47 So. 444 | La. | 1908
Plaintiff, a Virginia corporation engaged in the manufacture of shoes, brought suit against defendants, merchants engaged in business in Louisiana, for the price of a lot of shoes alleged to have been sold through a traveling salesman, and, asserting a vendor’s privilege, caused the goods or part of them to be seized under a writ of sequestration. The sequestration was set aside by the district court on the ground that, the sale having taken place in Virginia, plaintiff had no privilege for the price. Two justices of the Court of Appeal were of opinion that the decision of the court should be controlled by the rulings of this court in McLane v. His Creditors, 47 La.

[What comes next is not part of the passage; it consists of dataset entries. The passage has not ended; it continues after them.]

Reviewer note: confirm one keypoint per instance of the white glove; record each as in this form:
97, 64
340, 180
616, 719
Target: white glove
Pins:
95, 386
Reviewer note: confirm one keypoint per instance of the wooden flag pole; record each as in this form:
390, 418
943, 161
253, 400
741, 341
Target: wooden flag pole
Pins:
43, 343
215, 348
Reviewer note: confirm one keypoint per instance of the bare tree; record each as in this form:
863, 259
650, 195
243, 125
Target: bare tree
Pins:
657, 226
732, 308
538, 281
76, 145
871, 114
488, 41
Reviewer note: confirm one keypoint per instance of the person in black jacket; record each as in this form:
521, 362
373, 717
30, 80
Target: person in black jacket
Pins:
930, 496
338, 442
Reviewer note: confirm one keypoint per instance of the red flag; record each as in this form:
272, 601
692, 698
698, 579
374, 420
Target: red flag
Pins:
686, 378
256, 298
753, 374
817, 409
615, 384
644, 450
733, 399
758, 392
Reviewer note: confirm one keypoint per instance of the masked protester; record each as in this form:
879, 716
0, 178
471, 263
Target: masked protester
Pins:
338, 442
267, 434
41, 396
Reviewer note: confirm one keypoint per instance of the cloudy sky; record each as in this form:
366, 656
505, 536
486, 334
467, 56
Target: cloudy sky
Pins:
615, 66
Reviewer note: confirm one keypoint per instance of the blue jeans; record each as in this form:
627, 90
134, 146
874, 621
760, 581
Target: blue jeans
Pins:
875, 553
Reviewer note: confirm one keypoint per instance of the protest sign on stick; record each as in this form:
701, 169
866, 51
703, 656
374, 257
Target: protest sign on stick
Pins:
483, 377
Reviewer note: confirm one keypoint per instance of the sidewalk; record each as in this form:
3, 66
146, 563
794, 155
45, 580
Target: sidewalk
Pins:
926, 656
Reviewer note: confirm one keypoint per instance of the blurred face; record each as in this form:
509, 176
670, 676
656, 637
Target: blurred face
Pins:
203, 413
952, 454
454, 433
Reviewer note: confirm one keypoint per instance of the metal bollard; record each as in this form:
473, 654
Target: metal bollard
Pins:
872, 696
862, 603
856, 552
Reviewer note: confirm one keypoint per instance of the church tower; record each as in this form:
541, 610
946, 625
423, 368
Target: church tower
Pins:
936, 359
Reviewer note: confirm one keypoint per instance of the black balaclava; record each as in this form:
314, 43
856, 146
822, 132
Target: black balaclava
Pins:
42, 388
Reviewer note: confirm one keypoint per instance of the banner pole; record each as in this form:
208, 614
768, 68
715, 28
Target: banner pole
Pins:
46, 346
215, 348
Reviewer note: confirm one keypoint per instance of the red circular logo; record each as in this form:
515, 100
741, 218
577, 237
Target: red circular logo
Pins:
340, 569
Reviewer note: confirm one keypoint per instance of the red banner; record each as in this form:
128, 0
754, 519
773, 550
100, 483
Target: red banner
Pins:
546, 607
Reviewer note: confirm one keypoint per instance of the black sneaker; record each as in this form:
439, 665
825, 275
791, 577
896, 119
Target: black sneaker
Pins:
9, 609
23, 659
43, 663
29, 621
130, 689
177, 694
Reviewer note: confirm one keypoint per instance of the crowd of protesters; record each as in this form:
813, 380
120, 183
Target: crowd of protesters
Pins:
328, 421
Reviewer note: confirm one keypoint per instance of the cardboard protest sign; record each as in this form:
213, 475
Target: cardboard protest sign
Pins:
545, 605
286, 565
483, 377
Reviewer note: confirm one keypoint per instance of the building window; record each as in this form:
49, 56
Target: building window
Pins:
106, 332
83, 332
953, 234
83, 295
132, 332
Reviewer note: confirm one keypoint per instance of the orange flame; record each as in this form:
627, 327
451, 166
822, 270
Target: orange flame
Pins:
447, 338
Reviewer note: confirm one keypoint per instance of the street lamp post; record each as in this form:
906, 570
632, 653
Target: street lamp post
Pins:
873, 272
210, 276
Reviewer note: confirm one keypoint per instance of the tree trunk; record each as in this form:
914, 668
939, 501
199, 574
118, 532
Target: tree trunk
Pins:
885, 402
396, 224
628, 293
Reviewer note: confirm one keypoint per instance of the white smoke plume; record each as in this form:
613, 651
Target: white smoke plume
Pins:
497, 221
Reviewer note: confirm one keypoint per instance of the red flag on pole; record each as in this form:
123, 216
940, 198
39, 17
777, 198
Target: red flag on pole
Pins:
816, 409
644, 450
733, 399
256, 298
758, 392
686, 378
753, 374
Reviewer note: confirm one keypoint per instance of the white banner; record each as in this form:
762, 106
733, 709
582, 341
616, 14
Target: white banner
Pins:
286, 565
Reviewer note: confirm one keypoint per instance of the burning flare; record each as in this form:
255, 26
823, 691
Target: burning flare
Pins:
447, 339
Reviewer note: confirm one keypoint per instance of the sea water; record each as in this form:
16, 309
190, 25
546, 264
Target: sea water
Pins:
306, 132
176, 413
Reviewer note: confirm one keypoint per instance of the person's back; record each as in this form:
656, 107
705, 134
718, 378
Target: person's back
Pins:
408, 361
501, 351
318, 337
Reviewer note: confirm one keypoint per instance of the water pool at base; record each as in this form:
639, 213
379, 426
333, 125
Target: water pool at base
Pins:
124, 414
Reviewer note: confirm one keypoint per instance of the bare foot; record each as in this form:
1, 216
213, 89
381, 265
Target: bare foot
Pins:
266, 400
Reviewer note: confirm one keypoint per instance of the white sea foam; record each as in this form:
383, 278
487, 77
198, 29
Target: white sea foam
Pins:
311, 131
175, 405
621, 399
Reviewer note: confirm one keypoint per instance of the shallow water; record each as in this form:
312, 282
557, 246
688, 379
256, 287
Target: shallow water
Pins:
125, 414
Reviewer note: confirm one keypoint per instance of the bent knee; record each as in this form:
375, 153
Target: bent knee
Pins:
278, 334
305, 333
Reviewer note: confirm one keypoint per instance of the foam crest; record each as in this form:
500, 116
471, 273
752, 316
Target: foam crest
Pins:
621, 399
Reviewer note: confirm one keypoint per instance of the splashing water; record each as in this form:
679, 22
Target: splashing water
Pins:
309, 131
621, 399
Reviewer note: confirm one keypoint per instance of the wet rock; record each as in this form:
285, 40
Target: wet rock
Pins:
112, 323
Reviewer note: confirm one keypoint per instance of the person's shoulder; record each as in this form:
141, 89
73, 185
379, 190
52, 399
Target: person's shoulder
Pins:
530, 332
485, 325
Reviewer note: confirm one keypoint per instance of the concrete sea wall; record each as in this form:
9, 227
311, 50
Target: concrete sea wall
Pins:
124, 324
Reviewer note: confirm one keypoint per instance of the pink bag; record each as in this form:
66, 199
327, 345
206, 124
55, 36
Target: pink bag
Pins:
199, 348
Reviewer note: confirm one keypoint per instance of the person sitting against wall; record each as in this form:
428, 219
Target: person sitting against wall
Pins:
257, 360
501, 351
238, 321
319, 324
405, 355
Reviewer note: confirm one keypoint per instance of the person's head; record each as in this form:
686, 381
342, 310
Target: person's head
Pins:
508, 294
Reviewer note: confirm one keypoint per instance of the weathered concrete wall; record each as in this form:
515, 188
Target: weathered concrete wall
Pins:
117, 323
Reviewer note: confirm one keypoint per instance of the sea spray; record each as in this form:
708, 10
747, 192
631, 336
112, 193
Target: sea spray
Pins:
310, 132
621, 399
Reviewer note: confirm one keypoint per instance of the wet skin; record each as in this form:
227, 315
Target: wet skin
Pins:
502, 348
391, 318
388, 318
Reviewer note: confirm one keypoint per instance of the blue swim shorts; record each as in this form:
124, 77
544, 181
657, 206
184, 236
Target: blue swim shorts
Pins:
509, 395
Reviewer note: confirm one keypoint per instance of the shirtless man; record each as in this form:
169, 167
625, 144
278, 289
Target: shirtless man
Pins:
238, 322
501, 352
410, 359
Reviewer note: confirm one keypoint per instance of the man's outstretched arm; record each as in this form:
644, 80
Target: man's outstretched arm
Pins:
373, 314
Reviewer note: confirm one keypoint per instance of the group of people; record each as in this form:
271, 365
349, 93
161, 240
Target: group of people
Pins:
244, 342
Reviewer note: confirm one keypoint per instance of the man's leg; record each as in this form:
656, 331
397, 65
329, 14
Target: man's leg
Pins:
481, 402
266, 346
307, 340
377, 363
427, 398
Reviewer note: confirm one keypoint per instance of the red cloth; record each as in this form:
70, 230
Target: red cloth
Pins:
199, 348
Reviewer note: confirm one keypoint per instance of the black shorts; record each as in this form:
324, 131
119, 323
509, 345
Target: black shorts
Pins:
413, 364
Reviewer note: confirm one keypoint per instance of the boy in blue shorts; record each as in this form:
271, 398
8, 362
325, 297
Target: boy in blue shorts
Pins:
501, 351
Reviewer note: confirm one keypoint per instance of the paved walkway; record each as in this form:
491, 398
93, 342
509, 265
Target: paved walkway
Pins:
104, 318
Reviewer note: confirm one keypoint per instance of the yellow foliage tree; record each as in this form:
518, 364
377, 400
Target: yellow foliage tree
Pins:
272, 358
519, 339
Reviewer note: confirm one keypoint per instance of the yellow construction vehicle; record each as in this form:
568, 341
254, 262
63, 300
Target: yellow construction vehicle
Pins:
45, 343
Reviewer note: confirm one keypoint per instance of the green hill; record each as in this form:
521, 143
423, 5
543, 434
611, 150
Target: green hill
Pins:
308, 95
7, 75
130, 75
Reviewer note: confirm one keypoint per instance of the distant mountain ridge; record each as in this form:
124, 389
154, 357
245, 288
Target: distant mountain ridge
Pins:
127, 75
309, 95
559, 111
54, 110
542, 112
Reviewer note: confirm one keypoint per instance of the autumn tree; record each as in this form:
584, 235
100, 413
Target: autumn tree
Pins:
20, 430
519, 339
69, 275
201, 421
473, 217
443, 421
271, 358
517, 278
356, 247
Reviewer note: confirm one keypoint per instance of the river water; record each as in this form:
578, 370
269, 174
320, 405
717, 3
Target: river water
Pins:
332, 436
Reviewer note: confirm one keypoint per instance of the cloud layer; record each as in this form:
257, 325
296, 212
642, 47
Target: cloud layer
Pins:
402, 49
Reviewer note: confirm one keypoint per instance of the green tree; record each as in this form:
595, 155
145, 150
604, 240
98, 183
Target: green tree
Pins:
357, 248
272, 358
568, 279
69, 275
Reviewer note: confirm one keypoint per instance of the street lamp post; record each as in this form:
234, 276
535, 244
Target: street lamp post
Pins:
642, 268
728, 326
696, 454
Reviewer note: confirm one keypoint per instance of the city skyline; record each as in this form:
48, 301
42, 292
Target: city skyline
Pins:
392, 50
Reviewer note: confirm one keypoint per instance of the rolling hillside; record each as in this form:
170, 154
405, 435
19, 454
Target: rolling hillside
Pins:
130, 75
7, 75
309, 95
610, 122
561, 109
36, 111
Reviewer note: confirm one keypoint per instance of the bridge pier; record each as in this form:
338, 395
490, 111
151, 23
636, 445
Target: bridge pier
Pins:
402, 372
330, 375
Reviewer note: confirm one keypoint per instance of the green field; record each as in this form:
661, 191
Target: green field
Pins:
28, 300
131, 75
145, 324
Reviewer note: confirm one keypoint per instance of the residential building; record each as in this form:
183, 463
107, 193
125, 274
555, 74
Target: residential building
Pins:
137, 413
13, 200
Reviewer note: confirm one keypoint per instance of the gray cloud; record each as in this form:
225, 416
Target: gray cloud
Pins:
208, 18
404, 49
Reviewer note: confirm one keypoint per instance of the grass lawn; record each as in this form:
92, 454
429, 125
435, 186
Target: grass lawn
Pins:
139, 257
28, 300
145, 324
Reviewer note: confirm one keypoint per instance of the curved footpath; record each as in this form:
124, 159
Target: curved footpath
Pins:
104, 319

Ann. 135, 16 South. 764, and Erman & Cahn v. Lehman, 47 La. Ann. 1651, 18 South. 650, and, so thinking, held that the transaction between plaintiff’s salesman and defendants in Louisiana amounted to a sale, and hence that the seizure should be maintained. Justice Porter, on the other hand, was of opinion, with the trial judge, that the views expressed by this court in the case of State v. Shields, 110 La. 547, 34 South. 673, should control, an'd agreeably thereto that the contract before the court should be held to be a Virginia contract, under which plaintiffs were entitled to no privilege.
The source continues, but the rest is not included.